LA AMENAZA ANARANJADA



Cero

Y allí estaba: por el sendero, entre los árboles del bosque que daban a la base espacial, creímos ver cómo se arrastraba una forma imprecisa y anaranjada que venía hacia nosotros. Estuvimos largo tiempo escrutando entre la frondosidad, observando cómo lo inerte tomaba vida gracias al viento y a la lluvia; intentando descubrir si era cierto o no lo que en un primer momento creímos ver... Pero no hubo nada más. Nerviosos, corrimos las cortinas para no ver más allá de nuestras moradas. No queríamos ver. Lo desconocido nos daba miedo.

Uno

Una noche, mientras dormíamos, sentimos un peso encima de nosotros, como si algo, no sabíamos qué, nos aplastara contra la cama. Intentábamos despertarnos, nos esforzábamos en abrir los ojos, pero no podíamos; no lo conseguíamos, ni yo, que tengo el sueño ligero, ni el resto.
Algo controlaba nuestras fases del sueño. Notábamos aquella fuerza aplastándonos contra el colchón y nos sentíamos indefensos. Luchábamos por despertarnos, pero era inútil. Finalmente, comenzamos a gritar en sueños y nuestro propio grito nos despertaba. Encendimos las luces y todos pudimos ver un destello naranja. También oímos un murmullo, parecido al siseo de una serpiente. Cada uno de nosotros notó una presencia en su habitación, pero no la podíamos ver, sólo la presentíamos.
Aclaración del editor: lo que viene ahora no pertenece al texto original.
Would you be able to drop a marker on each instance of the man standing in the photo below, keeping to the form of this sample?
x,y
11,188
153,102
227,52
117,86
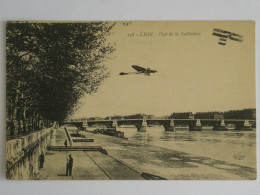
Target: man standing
x,y
69,166
41,159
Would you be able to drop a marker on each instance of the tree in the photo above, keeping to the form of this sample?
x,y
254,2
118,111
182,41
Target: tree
x,y
50,66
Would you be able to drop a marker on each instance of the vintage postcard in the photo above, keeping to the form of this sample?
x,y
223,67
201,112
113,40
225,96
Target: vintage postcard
x,y
130,100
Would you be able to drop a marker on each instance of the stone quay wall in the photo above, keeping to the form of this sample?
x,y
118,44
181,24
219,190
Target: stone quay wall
x,y
22,155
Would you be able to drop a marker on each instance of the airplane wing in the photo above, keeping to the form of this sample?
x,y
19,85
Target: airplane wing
x,y
139,69
152,71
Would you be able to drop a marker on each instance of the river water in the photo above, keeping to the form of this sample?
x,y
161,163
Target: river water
x,y
238,147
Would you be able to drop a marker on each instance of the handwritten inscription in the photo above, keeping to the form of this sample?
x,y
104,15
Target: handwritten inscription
x,y
163,34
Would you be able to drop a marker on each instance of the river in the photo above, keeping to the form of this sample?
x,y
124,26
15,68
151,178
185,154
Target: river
x,y
238,147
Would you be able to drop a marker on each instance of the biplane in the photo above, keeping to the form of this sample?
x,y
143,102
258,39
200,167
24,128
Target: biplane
x,y
140,70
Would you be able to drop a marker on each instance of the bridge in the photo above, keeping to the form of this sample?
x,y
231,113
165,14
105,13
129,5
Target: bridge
x,y
170,124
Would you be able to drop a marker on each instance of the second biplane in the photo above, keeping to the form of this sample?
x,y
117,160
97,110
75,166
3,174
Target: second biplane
x,y
140,70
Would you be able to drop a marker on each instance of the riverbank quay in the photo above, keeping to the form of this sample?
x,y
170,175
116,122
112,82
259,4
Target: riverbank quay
x,y
168,163
22,154
87,164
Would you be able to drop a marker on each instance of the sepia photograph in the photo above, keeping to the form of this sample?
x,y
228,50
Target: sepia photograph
x,y
130,100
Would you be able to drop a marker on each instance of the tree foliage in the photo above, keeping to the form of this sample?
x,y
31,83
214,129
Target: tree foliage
x,y
50,66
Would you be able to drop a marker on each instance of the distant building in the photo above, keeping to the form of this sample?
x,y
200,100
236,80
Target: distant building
x,y
218,116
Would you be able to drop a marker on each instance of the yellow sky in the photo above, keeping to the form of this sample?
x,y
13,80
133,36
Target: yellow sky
x,y
195,73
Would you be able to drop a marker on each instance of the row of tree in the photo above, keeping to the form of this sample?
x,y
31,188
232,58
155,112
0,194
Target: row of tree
x,y
49,67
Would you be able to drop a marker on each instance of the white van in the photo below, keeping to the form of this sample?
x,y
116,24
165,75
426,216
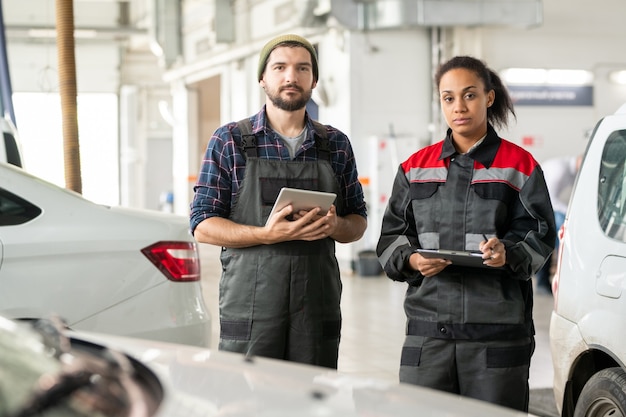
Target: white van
x,y
9,145
588,324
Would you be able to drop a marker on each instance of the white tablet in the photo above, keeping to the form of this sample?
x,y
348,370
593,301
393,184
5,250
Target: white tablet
x,y
302,200
457,257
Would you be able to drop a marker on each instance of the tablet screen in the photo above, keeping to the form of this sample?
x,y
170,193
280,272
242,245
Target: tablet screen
x,y
302,200
462,258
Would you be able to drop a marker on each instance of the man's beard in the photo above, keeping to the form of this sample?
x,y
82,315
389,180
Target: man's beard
x,y
290,104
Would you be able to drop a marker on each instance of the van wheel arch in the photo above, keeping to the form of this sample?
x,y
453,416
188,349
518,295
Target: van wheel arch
x,y
604,394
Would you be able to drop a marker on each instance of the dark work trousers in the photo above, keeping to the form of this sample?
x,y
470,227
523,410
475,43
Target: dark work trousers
x,y
493,371
281,301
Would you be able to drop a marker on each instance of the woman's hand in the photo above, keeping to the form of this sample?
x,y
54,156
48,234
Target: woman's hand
x,y
494,252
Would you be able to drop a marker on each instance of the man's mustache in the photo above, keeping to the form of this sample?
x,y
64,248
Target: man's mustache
x,y
292,86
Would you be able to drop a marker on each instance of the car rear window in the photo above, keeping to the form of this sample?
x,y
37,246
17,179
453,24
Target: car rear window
x,y
15,210
612,187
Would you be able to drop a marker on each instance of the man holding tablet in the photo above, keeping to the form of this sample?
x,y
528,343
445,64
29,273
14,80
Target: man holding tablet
x,y
280,288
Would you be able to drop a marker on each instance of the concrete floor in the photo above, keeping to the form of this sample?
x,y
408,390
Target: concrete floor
x,y
373,329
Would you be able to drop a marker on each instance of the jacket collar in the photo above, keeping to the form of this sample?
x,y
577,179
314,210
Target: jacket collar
x,y
484,153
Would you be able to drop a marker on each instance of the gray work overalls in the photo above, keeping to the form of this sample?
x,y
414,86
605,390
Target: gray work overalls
x,y
281,300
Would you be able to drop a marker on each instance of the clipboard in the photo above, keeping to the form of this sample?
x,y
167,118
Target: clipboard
x,y
458,257
302,200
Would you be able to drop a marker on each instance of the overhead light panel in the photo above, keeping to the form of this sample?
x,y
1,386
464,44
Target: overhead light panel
x,y
618,77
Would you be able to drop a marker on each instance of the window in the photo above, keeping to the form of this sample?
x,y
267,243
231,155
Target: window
x,y
15,210
612,187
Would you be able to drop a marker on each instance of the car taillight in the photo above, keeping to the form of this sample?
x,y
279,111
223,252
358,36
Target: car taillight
x,y
179,261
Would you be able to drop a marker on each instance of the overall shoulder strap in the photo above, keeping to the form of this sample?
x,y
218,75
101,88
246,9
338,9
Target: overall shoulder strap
x,y
248,140
322,144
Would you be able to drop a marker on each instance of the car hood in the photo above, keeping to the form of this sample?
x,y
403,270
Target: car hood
x,y
228,384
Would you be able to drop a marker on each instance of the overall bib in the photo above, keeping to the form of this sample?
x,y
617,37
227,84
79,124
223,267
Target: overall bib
x,y
283,300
A la noche siguiente, volvimos a notar algo extraño. Ya no era un peso que nos aplastase contra el colchón. Ahora, era algo que tiraba de nosotros y que intentaba llevarnos a una especie de inframundo siniestro. Teníamos la sensación de que salíamos de nuestro cuerpo, de que nos despojábamos de nuestra carne y nos dejábamos llevar hacia algo tenebroso. Y, como la noche anterior, no podíamos despertar de aquella pesadilla. Veíamos una sombra naranja y cegadora que emitía un alarido torvo e iracundo.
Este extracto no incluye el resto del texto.